Submitted via IRC for SoyCow7671
Researchers: Cloud Services Compromise Mobile Apps
Cloud-based back-end services are letting mobile app developers down, according to research(pdf) announced this week. Even when app developers are careful about their own code, the online services that they use introduce vulnerabilities on a regular basis.
The research, from the Georgia Institute of Technology and The Ohio State University, studied the top 5,000 apps on the Google Play Store. It found that between them, they were using 6,869 server networks across the world.
They scanned cloud-based back-ends and found 1,638 vulnerabilities, of which 655 were zero-days not listed in the National Vulnerability Database. These included SQL injection, cross-site scripting and external XML entity attacks. Some of the apps affected had over 50 million installations, according to their paper.
Mobile apps access back-end services using third-party software-development kits (SDKs) and APIs. Developers use some of them explicitly, but many others are hidden in imported third-party libraries. The apps that use these services communicate with them invisibly. Users don't know what the services are doing or exactly which servers their phones are talking with when their apps fetch content and advertisements.
[...]The researchers scanned the apps with a tool called SkyWalker, which they will soon make available for app developers to audit the cloud-based tools that they are building into their apps.
They will present their findings at the USENIX Security Symposium in Santa Clara, California, which runs August 14–16, 2019.
(Score: 3, Insightful) by PiMuNu on Friday August 16 2019, @08:49AM (1 child)

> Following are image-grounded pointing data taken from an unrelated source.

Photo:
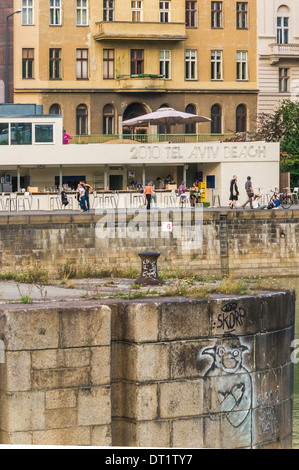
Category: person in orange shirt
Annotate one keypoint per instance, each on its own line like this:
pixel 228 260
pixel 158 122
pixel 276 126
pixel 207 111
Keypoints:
pixel 148 191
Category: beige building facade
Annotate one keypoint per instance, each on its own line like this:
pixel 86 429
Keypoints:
pixel 99 63
pixel 278 53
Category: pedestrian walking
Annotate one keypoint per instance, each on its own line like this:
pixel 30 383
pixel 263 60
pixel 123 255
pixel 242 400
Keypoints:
pixel 154 195
pixel 148 192
pixel 88 190
pixel 184 197
pixel 249 192
pixel 234 192
pixel 82 198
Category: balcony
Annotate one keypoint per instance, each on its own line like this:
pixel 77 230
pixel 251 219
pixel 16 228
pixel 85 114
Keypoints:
pixel 143 82
pixel 143 31
pixel 283 51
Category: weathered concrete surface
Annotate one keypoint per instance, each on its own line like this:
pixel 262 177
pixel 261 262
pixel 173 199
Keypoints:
pixel 258 241
pixel 151 373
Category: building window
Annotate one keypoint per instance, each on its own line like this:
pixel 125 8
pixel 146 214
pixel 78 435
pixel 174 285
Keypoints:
pixel 191 65
pixel 44 134
pixel 216 15
pixel 108 10
pixel 216 116
pixel 4 133
pixel 55 109
pixel 164 12
pixel 165 64
pixel 82 12
pixel 108 119
pixel 27 63
pixel 21 133
pixel 282 30
pixel 242 67
pixel 242 15
pixel 136 8
pixel 137 61
pixel 284 80
pixel 27 12
pixel 216 65
pixel 190 128
pixel 55 12
pixel 55 64
pixel 82 64
pixel 241 118
pixel 108 63
pixel 191 14
pixel 81 120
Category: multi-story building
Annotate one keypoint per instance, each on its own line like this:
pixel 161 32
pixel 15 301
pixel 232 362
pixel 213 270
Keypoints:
pixel 278 52
pixel 6 8
pixel 100 62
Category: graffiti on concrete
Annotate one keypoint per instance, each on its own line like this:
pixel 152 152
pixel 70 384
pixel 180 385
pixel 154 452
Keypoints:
pixel 231 317
pixel 267 421
pixel 234 386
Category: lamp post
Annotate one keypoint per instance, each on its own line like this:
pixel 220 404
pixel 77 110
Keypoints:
pixel 6 54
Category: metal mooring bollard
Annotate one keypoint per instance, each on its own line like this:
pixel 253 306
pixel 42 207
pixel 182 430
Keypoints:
pixel 149 271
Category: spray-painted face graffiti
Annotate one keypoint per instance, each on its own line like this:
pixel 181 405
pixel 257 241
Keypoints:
pixel 234 387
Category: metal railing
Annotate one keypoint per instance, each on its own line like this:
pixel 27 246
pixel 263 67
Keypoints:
pixel 149 138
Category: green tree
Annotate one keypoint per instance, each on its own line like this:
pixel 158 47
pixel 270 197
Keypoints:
pixel 283 126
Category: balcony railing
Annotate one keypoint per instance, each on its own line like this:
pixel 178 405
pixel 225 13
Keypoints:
pixel 141 31
pixel 148 138
pixel 143 81
pixel 281 51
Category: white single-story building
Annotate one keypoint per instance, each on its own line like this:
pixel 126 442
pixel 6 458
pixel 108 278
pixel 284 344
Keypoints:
pixel 32 154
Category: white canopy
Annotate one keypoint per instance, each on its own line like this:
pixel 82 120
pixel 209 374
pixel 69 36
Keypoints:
pixel 165 117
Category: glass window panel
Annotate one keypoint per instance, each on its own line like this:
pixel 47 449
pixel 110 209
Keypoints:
pixel 21 133
pixel 4 134
pixel 44 133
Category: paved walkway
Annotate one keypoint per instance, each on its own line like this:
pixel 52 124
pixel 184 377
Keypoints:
pixel 99 211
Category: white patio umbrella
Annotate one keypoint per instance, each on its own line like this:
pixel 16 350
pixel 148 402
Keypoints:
pixel 165 117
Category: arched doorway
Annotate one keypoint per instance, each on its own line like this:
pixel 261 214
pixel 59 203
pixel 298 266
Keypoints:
pixel 241 118
pixel 190 128
pixel 216 116
pixel 132 111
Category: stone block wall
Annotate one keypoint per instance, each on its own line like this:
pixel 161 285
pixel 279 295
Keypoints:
pixel 55 383
pixel 164 373
pixel 259 242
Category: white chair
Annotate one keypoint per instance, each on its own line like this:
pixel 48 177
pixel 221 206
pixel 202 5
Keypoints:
pixel 295 195
pixel 55 203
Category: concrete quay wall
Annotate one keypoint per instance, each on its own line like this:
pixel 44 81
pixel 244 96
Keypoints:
pixel 258 242
pixel 154 373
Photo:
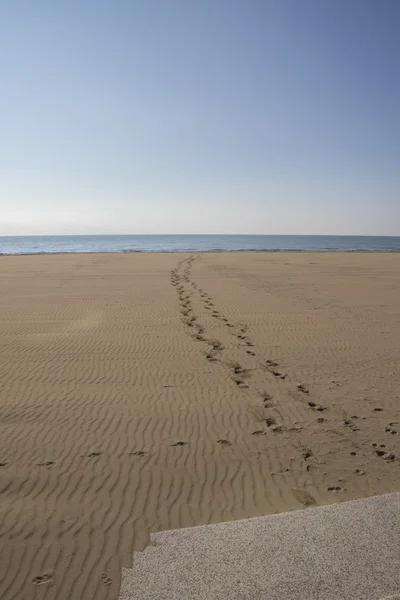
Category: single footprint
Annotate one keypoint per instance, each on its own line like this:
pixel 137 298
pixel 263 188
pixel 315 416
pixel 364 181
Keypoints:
pixel 302 388
pixel 307 453
pixel 106 579
pixel 352 425
pixel 390 430
pixel 41 579
pixel 240 383
pixel 272 363
pixel 304 497
pixel 385 455
pixel 315 406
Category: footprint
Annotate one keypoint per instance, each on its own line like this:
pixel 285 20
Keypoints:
pixel 302 388
pixel 315 406
pixel 105 579
pixel 41 579
pixel 389 456
pixel 240 383
pixel 304 497
pixel 272 363
pixel 390 430
pixel 352 425
pixel 307 453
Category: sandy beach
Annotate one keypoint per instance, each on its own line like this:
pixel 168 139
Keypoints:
pixel 145 392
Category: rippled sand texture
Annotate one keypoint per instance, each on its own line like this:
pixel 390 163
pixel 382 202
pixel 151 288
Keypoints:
pixel 142 392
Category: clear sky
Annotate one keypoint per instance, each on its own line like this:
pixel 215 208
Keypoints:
pixel 200 116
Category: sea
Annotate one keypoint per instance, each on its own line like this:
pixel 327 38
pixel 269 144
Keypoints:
pixel 190 243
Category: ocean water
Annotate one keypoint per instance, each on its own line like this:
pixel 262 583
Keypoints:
pixel 183 243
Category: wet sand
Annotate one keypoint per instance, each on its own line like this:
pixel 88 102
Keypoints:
pixel 144 392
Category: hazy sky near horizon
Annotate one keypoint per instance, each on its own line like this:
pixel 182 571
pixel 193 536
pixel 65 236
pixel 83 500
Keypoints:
pixel 200 116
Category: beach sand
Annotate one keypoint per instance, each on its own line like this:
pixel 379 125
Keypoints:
pixel 144 392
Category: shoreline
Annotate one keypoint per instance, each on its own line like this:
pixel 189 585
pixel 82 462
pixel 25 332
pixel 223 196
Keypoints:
pixel 215 251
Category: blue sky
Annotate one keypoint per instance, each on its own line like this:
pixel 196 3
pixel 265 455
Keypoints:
pixel 200 116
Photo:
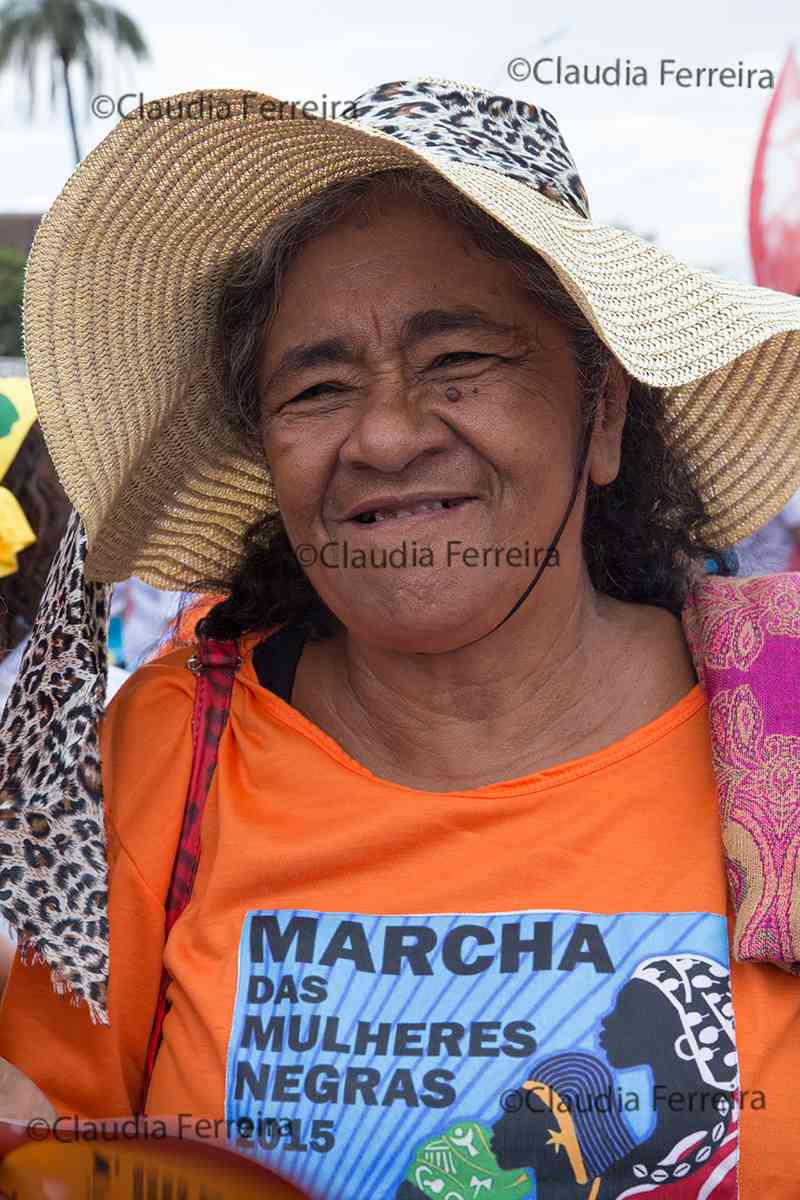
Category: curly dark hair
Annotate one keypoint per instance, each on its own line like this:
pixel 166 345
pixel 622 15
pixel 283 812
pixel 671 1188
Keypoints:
pixel 32 480
pixel 642 534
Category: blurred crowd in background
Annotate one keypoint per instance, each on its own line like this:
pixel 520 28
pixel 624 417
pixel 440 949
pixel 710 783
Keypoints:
pixel 34 509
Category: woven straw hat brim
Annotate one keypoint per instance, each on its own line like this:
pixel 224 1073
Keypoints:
pixel 121 289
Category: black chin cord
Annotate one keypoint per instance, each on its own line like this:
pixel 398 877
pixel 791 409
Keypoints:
pixel 578 475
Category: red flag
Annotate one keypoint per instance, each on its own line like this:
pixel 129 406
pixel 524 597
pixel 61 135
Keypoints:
pixel 775 190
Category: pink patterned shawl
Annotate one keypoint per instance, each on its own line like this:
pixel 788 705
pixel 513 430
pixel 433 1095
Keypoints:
pixel 744 635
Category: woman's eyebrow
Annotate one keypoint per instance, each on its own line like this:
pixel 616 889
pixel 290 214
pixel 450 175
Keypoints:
pixel 426 323
pixel 431 322
pixel 310 354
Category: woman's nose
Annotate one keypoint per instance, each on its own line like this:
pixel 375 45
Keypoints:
pixel 395 425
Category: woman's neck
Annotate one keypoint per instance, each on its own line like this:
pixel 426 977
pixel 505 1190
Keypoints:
pixel 530 696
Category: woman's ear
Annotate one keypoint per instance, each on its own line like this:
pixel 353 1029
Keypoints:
pixel 607 438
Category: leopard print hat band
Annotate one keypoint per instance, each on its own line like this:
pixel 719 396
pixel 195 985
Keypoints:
pixel 53 863
pixel 470 126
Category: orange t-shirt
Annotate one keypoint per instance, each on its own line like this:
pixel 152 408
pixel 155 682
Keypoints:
pixel 376 972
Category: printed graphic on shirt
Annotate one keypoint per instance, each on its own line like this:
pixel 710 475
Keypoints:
pixel 521 1056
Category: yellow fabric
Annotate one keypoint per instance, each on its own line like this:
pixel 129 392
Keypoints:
pixel 14 532
pixel 17 415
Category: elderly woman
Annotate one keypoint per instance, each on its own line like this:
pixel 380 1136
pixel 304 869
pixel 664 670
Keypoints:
pixel 455 457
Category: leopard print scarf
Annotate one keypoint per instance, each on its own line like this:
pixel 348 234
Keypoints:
pixel 53 868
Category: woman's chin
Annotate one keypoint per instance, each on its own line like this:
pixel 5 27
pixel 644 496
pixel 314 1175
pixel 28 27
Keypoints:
pixel 416 621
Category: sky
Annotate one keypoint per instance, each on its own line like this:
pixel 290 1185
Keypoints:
pixel 668 161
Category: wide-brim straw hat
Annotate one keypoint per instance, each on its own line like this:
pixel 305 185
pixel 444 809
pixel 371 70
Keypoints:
pixel 119 316
pixel 126 268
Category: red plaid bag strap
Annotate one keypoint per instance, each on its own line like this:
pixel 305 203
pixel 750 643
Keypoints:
pixel 215 666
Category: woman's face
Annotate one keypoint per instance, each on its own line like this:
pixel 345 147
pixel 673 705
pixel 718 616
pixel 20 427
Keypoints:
pixel 422 412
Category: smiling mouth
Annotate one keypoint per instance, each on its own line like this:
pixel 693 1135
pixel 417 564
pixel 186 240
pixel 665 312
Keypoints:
pixel 377 515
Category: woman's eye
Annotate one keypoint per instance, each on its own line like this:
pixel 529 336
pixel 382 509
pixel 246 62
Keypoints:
pixel 318 389
pixel 457 357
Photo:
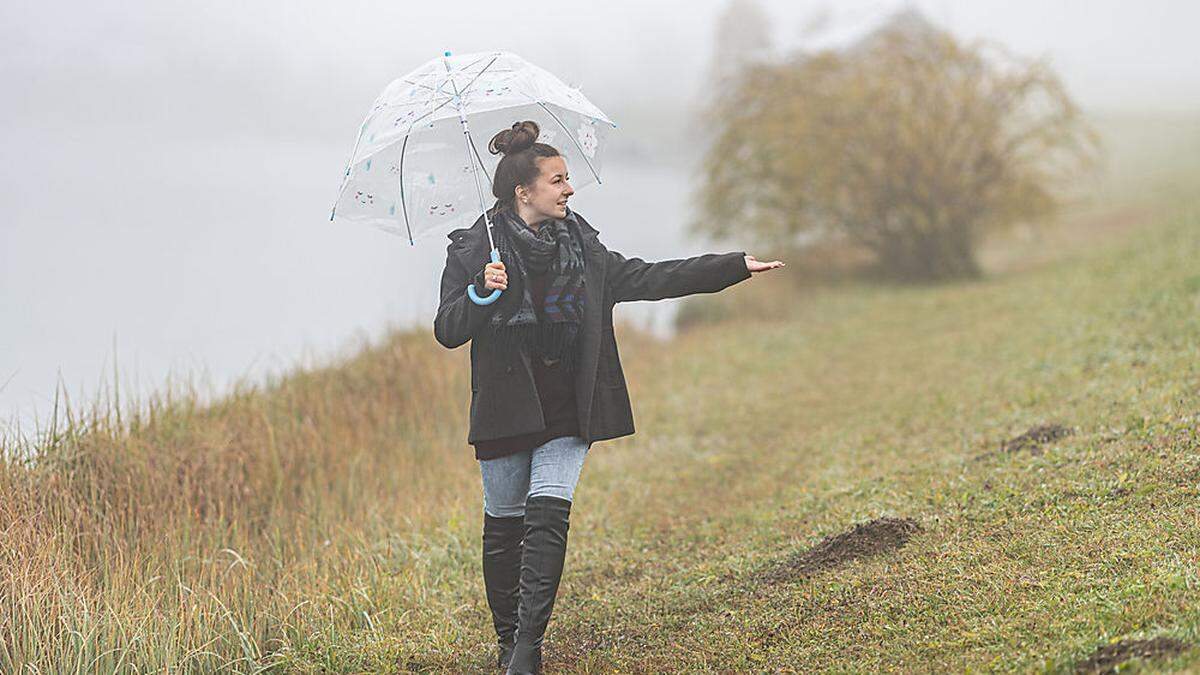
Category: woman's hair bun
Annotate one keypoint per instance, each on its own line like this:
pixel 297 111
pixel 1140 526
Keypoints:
pixel 522 136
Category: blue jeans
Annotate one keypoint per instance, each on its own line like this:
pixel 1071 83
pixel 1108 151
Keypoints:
pixel 550 469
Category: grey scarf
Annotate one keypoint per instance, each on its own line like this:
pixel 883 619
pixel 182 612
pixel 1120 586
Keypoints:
pixel 555 250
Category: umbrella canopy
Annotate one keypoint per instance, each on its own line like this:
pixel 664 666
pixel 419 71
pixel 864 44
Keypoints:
pixel 418 166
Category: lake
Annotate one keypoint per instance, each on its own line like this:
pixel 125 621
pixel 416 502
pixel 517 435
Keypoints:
pixel 217 261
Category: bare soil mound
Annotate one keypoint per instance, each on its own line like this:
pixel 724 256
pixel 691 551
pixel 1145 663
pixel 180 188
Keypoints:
pixel 865 539
pixel 1035 437
pixel 1109 657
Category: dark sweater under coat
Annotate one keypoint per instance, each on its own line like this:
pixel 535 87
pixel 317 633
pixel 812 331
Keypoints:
pixel 504 398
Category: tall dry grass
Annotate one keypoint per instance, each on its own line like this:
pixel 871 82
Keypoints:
pixel 183 536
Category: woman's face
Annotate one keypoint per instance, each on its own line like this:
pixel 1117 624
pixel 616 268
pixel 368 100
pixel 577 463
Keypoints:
pixel 549 193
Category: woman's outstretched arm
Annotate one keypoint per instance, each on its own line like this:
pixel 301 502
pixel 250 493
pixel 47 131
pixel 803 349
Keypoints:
pixel 634 279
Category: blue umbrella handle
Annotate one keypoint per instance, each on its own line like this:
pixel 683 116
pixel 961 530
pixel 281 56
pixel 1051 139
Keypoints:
pixel 496 292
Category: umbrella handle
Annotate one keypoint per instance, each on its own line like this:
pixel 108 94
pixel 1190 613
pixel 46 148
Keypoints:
pixel 496 292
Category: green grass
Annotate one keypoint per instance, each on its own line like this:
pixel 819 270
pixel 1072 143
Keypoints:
pixel 761 435
pixel 330 520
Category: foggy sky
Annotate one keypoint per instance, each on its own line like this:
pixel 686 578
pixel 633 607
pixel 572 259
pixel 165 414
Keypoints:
pixel 271 69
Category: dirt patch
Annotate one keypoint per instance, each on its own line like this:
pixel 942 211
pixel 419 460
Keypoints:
pixel 865 539
pixel 1035 437
pixel 1109 657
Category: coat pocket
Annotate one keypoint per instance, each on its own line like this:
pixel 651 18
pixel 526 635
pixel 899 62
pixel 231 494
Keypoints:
pixel 610 368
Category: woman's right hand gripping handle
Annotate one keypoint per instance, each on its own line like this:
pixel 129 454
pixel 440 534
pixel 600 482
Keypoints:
pixel 493 279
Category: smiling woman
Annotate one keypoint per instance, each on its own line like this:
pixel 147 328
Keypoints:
pixel 537 402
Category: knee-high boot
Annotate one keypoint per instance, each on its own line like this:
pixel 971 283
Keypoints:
pixel 502 575
pixel 546 521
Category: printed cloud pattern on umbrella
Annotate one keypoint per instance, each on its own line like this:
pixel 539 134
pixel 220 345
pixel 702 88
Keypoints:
pixel 412 173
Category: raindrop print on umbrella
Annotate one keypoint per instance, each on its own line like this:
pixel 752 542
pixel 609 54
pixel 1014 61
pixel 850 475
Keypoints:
pixel 405 175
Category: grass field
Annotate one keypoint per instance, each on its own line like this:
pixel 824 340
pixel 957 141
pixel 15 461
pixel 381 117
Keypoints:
pixel 825 478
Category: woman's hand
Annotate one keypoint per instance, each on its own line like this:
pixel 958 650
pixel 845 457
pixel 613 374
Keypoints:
pixel 495 276
pixel 754 264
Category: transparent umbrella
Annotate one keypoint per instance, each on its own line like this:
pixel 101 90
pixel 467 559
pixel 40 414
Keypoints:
pixel 418 167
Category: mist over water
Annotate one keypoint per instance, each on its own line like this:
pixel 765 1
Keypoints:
pixel 229 266
pixel 169 167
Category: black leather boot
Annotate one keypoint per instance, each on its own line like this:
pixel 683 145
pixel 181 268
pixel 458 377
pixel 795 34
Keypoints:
pixel 546 521
pixel 502 575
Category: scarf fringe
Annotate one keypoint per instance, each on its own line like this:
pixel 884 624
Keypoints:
pixel 538 338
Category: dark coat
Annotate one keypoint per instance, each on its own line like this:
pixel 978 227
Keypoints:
pixel 503 398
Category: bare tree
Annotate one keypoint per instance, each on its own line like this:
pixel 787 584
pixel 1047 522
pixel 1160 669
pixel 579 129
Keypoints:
pixel 906 142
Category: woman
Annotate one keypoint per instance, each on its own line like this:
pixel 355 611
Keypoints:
pixel 545 375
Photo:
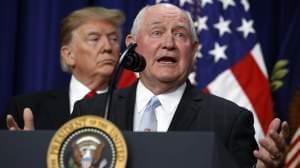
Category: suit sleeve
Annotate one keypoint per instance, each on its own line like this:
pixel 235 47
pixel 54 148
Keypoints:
pixel 242 141
pixel 77 109
pixel 16 111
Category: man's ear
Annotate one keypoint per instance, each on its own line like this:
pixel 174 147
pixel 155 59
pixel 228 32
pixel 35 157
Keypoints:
pixel 67 55
pixel 195 48
pixel 129 39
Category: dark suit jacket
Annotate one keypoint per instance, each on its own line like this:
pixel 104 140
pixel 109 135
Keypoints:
pixel 50 109
pixel 196 111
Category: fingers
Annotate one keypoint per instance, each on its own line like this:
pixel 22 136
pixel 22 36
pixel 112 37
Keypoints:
pixel 28 120
pixel 269 146
pixel 274 125
pixel 273 147
pixel 285 130
pixel 263 159
pixel 11 123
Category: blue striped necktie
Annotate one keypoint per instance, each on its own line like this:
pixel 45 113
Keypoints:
pixel 148 121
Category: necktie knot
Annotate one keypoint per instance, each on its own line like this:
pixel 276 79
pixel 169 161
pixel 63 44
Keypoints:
pixel 90 94
pixel 148 121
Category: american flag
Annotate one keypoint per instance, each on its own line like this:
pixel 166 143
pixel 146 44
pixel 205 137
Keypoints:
pixel 229 60
pixel 293 156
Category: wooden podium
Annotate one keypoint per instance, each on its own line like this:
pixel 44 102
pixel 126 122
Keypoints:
pixel 145 150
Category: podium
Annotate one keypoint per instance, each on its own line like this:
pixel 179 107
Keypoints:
pixel 145 150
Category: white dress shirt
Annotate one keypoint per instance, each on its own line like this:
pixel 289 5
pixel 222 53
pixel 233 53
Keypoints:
pixel 164 113
pixel 78 90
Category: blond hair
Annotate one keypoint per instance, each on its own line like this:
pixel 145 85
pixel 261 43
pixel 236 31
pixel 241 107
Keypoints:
pixel 80 17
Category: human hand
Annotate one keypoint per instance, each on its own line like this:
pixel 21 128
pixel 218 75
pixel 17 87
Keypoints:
pixel 28 121
pixel 273 147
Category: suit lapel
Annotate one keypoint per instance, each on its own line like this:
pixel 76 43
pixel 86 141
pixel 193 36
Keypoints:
pixel 60 105
pixel 188 109
pixel 123 107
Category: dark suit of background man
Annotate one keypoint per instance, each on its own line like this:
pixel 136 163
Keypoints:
pixel 166 38
pixel 89 40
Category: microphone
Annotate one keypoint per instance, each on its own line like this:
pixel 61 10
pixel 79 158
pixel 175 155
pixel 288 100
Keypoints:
pixel 130 60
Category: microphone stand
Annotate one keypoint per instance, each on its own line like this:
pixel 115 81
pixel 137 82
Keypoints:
pixel 139 65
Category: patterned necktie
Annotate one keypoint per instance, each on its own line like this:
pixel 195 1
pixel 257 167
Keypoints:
pixel 148 121
pixel 91 94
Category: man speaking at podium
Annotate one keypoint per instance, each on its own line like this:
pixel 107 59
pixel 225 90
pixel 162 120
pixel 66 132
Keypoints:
pixel 164 100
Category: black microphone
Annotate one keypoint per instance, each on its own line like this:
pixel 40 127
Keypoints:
pixel 130 60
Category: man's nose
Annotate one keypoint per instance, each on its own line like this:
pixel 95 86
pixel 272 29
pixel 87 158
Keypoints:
pixel 169 42
pixel 106 45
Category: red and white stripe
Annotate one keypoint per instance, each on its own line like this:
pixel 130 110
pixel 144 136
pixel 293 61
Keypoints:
pixel 246 83
pixel 293 156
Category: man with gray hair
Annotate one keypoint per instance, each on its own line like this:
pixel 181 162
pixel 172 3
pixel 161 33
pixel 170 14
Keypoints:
pixel 163 99
pixel 89 49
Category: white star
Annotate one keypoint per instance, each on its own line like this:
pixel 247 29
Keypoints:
pixel 182 2
pixel 223 26
pixel 192 78
pixel 218 52
pixel 246 27
pixel 204 2
pixel 245 4
pixel 159 1
pixel 227 3
pixel 198 53
pixel 201 24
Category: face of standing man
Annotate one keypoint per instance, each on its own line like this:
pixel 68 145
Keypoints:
pixel 93 51
pixel 164 37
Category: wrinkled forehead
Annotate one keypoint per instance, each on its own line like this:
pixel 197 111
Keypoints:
pixel 164 14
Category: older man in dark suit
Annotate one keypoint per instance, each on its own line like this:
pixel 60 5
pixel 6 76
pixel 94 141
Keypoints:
pixel 89 40
pixel 164 100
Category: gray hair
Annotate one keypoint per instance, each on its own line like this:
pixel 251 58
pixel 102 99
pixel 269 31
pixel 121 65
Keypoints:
pixel 80 17
pixel 138 21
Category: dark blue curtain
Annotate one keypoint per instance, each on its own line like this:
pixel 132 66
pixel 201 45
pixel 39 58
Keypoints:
pixel 29 50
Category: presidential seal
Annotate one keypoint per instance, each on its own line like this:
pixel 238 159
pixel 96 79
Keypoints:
pixel 87 142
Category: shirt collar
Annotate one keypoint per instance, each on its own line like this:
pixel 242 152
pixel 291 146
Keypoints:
pixel 169 101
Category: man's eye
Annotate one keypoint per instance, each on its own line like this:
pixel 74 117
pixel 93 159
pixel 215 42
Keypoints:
pixel 94 39
pixel 156 33
pixel 180 35
pixel 114 39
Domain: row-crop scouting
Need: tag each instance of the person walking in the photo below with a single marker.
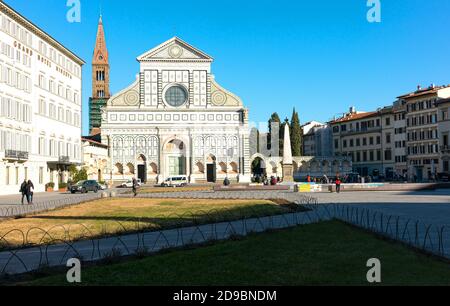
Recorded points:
(135, 187)
(30, 192)
(338, 185)
(23, 191)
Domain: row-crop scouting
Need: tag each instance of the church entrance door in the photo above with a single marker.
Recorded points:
(142, 168)
(176, 166)
(211, 169)
(211, 173)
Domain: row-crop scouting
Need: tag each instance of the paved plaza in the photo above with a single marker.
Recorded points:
(431, 207)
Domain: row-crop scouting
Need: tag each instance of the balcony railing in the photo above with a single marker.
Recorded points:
(16, 155)
(64, 160)
(362, 131)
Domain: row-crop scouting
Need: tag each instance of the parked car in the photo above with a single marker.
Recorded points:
(175, 181)
(443, 177)
(129, 184)
(85, 187)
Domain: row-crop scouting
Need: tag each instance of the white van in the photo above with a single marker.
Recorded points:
(175, 181)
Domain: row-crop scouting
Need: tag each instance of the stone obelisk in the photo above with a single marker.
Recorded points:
(288, 163)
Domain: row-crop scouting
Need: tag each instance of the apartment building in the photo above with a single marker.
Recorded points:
(317, 140)
(400, 151)
(368, 138)
(40, 111)
(422, 128)
(444, 133)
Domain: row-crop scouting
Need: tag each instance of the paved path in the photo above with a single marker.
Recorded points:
(427, 206)
(10, 206)
(359, 208)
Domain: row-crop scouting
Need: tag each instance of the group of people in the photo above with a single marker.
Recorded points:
(326, 180)
(27, 191)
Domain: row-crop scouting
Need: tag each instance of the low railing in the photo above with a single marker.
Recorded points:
(16, 155)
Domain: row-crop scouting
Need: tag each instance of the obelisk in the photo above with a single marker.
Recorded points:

The users don't know what their hardware is talking to, but this is by design. However, not even the developers know what their software is talking to. And it is *all* riddled with vulnerabilities.
(Score: 2) by Bot on Friday August 16 2019, @09:33AM
Well what do devs expect? You are developing custom software for a portable telescreen, after all.
Account abandoned.
(Score: 0) by Anonymous Coward on Friday August 16 2019, @10:02AM
If you use random 3rd party code.....
(Score: 3, Insightful) by deimios on Friday August 16 2019, @10:46AM (1 child)
Yeah I'd trust a mobile app developer to make the network communication secure instead of a team of engineers at a cloud provider that are specialized in network security.
Ok, so the cloud providers mess up too, but I'd still trust them more than a mobile developer, since they are actually incentivized to make their platform secure.
(Score: 2) by HiThere on Friday August 16 2019, @06:04PM
"mess up" is probably often the correct description. But I would wager that a non-trivial number of those vulnerabilities are better described as "back doors".
Javascript is what you use to allow unknown third parties to run software you have no idea about on your computer.
(Score: 2) by DannyB on Friday August 16 2019, @02:39PM (1 child)
Could a lot of those cloud services used by apps be for spying and advertising? (i'm not sure which is worse, at least spying is more honest about what it is.)
The lower I set my standards the more accomplishments I have.
(Score: 2) by DannyB on Friday August 16 2019, @02:40PM
OH, and malware distribution!
The lower I set my standards the more accomplishments I have.